Democrats see McAuliffe's growing lead in Virginia as evidence that the "Republican war on women" strategy works. The Quinnipiac poll released Oct. 10 found that McAuliffe had pulled ahead, 47 percent to 39 percent, after being statistically tied in late September. His gains came largely among female voters. "The 'War on Women' meme has been the top advertising issue for Democrats if you take social issues (14 percent) plus women's rights (12 percent)," National Journal reported last week in a story headlined, "Democrats Read Virginia as a War-on-Women Winner."
On an issue such as abortion, about which Americans are fundamentally ambivalent, victory depends on how "pro-life" and "pro-choice" are defined. Republicans' self-imposed silence allows Democrats to define pro-life in ways that help them politically. Thus, Democrats do not have to justify their positions on infanticide, late-term abortions or permitting unborn baby girls to be killed just because of their gender.
What will it take for Republicans to realize that this "truce" is one-sided? Rather than running ads attacking McAuliffe's positions, the Cuccinelli campaign's pathetically ineffective response has been to run ads featuring career women who look into the camera and say things like, "Ken's a nice guy. Really."
Meanwhile, a McAuliffe spokesman declined to comment this spring when The Washington Post asked the campaign whether the Susan B. Anthony List had accurately described the candidate's position as "support[ing] a platform of abortion on-demand at any time, for any reason, paid for by Virginia taxpayers." The campaign later said that McAuliffe "supports keeping existing Virginia laws on when abortions are legal." McAuliffe told George Mason University students that he would "support stopping any restrictions" on abortion.

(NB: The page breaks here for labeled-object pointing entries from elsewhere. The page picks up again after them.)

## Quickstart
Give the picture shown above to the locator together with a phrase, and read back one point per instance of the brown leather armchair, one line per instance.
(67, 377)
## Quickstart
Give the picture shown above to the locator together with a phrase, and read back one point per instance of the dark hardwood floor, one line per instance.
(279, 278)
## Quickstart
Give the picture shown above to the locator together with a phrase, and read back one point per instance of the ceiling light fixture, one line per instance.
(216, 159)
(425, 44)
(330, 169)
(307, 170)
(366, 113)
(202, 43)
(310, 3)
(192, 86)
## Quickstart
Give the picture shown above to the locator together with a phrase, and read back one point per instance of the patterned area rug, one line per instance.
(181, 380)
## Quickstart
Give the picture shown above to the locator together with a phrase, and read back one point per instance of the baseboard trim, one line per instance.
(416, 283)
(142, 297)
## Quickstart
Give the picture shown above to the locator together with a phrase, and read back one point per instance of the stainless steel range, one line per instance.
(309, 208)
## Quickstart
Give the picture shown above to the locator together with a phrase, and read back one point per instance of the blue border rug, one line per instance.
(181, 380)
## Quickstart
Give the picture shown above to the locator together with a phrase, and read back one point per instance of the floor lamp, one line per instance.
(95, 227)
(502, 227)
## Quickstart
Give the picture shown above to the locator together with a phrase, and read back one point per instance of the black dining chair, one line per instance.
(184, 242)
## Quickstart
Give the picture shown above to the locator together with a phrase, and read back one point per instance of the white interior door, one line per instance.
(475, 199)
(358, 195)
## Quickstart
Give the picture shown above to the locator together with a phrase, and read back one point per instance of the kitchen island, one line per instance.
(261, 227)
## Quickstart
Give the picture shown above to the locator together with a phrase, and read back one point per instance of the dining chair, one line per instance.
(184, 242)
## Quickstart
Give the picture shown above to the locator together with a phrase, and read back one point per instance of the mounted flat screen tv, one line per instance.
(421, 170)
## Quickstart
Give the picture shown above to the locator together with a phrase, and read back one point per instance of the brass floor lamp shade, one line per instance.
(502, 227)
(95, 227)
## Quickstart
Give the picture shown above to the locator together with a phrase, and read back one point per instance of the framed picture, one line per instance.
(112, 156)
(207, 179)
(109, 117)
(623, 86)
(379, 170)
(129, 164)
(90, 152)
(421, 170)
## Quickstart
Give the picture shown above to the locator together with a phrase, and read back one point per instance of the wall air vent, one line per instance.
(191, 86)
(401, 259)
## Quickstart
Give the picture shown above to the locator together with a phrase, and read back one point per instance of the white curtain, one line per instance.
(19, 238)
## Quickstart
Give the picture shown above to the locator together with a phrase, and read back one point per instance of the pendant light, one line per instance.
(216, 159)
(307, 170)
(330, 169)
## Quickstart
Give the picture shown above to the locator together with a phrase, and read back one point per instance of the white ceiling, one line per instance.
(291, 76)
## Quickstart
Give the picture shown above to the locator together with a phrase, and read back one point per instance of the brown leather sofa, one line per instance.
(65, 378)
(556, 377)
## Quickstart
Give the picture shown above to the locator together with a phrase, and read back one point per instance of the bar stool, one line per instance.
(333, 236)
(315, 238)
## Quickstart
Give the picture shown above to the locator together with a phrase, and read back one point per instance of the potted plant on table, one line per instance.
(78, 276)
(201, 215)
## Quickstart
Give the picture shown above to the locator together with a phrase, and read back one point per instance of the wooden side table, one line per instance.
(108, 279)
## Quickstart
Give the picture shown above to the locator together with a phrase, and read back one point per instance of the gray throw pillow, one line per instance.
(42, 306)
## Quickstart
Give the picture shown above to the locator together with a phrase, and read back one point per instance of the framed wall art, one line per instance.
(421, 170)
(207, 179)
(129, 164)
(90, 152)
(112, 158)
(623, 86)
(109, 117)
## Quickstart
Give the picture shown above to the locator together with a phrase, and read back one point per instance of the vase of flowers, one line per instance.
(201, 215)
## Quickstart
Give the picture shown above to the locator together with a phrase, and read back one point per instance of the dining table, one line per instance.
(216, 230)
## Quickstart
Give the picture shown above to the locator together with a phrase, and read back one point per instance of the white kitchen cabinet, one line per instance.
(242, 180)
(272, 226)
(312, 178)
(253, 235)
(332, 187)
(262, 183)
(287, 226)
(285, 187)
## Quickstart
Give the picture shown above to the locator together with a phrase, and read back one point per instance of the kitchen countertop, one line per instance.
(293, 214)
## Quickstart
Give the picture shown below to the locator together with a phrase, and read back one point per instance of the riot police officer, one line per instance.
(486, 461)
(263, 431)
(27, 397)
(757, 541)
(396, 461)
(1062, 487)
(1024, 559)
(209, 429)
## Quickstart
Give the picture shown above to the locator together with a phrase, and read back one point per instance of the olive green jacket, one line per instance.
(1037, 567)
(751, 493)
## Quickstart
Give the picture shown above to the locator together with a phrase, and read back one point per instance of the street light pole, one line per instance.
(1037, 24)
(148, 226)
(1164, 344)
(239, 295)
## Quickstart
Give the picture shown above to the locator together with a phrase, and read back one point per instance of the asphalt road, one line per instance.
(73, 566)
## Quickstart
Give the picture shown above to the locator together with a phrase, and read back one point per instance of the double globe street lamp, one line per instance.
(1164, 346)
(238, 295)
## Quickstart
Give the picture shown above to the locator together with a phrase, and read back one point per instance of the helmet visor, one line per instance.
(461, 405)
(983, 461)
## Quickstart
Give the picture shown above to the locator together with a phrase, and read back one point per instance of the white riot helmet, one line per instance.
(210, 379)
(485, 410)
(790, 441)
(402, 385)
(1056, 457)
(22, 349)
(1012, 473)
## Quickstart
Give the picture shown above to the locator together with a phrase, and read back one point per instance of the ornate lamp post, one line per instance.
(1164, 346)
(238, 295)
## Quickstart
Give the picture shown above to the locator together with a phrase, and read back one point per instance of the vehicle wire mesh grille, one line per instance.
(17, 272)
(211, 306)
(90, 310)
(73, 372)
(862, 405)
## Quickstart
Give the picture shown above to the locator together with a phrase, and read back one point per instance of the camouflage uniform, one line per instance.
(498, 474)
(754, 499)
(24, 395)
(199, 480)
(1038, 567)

Democrats campaigned on the truce strategy in 2012 and will continue to use it until GOP candidates come up with a more effective political response. The winning strategy would be to aggressively define social issues on Democrats' weakest grounds, to make them pay for their unqualified support of abortion on any grounds.
Steve Lonegan, the New Jersey Republican whose long-shot Senate campaign stalled when he supported the government shutdown in a blue state, nonetheless had the right idea on this issue. "What abortion would you make illegal?" he asked Cory Booker in a recent debate.
"I believe in Roe versus Wade," Booker said.
"Imagine aborting a baby in the eighth month of pregnancy," Lonegan said. "He supports that."
"That is not true," Booker replied.
Memo to GOP candidates: The best defense is a good offense. When you are being relentlessly attacked as an abortion extremist by people who support late-term and/or taxpayer-funded abortions, self-imposed silence about your beliefs and values is not an effective political response. Calling Democrats on their own extremism is the pathway to victory.